Union-Find Disjoint Set

April 27, 2023

The Union-Find algorithm, also known as the Disjoint Set algorithm, is a data structure that is used to keep track of a partition of a set of objects. Specifically, it tracks a collection of disjoint sets and allows for efficient merging and querying of these sets. The algorithm is widely used in computer science, particularly in graph theory and computer networks, to solve a variety of problems such as finding connected components, minimum spanning trees, and cycle detection.

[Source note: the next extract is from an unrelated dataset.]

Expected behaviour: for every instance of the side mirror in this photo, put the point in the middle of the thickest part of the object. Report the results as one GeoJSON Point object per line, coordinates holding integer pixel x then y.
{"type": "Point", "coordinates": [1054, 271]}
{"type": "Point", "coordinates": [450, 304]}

The Union-Find algorithm was first introduced by Bernard Galler and Michael Fischer in 1964 as a solution to the problem of finding connected components in graphs. It was later refined by Robert E. Tarjan in 1975, who introduced the concept of path compression to improve its efficiency. Since then, the algorithm has become one of the most widely studied and used data structures in computer science.

Key concepts and principles

The Union-Find algorithm is based on a few key concepts and principles:

  • Disjoint sets: A set of objects is said to be disjoint if its members do not intersect or overlap with the members of any other set. In the context of the Union-Find algorithm, each set is represented as a tree, where each node represents an element of the set and each tree represents a disjoint set.
  • Union: The operation of merging two disjoint sets into a single set. This is done by selecting the roots of the two trees and making one of them a child of the other.
  • Find: The operation of determining which set a given element belongs to. This is done by traversing the tree from the given element to its root.
  • Path compression: An optimization technique that is used to improve the efficiency of the Find operation. It involves changing the parent pointer of each node along the path from the given element to its root to point directly to the root. This flattens the tree and reduces the time complexity of subsequent Find operations.

Pseudocode and implementation details

The Union-Find algorithm can be implemented using a variety of data structures, such as arrays, linked lists, or trees. Here is an example implementation using trees and path compression:

class UnionFind:
    def __init__(self, n):
        self.parent = [i for i in range(n)]
        self.rank = [0] * n

    def find(self, x):
        if self.parent[x] != x:
            self.parent[x] = self.find(self.parent[x])
        return self.parent[x]

    def union(self, x, y):
        px, py = self.find(x), self.find(y)
        if px == py:
            return

        if self.rank[px] < self.rank[py]:
            self.parent[px] = py
        elif self.rank[px] > self.rank[py]:
            self.parent[py] = px
        else:
            self.parent[py] = px
            self.rank[px] += 1

In this implementation, parent is an array that stores the parent of each node in the tree, and rank is an array that stores the height of each node. The find function uses path compression to find the root of the tree that contains the given element x, and the union function merges the trees that contain x and y.

Examples and use cases

The Union-Find algorithm has a wide range of applications in computer science, particularly in graph theory and computer networks. Here are a few examples:

  • Finding connected components: Given an undirected graph, the Union-Find algorithm can be used to find the connected components of the graph. Each node is initially assigned to its own set, and the algorithm iteratively merges the sets that are connected by an edge. At the end of the algorithm, each set represents a connected component of the graph.
  • Minimum spanning trees: Given a weighted, connected graph, the Union-Find algorithm can be used to find the minimum spanning tree of the graph. The algorithm initially assigns each node to its own set, and iteratively adds the cheapest edge between two sets that are not yet connected. This is equivalent to the Kruskal’s algorithm and is more efficient with the use of Union-Find.
  • Cycle detection: Given a directed graph, the Union-Find algorithm can be used to detect cycles in the graph. The algorithm assigns each node to its own set, and iteratively merges the sets that are connected by an edge. If a merge operation attempts to merge two nodes that are already in the same set, then there must be a cycle in the graph.

Advantages and disadvantages

The Union-Find algorithm has a number of advantages and disadvantages:

  • Advantages: The algorithm has a time complexity of O(alpha(N)), where alpha is the inverse Ackermann function, which is extremely small and practically constant for all practical purposes. This makes the algorithm very efficient for a wide range of applications. Additionally, the algorithm is relatively simple to implement and can be used in a variety of contexts.
  • Disadvantages: While the Union-Find algorithm is very efficient for most applications, there are some cases where it may not be the best choice. For example, if the number of elements in the set is very small, a simpler data structure such as an array or a linked list may be more appropriate.

There are a number of related algorithms and variations of the Union-Find algorithm:

  • Weighted Union-Find: A variation of the Union-Find algorithm that takes into account the size of each set when merging them. This ensures that the resulting tree is more balanced and reduces the time complexity of subsequent operations.
  • Persistent Union-Find: A variation of the Union-Find algorithm that allows for efficient querying of historical versions of the data structure. This is useful in applications such as version control systems or database management systems.
  • Dynamic Connectivity: A problem that involves maintaining a set of elements that can be connected and disconnected over time. This problem can be solved using the Union-Find algorithm, along with a few additional optimizations to handle dynamic updates efficiently.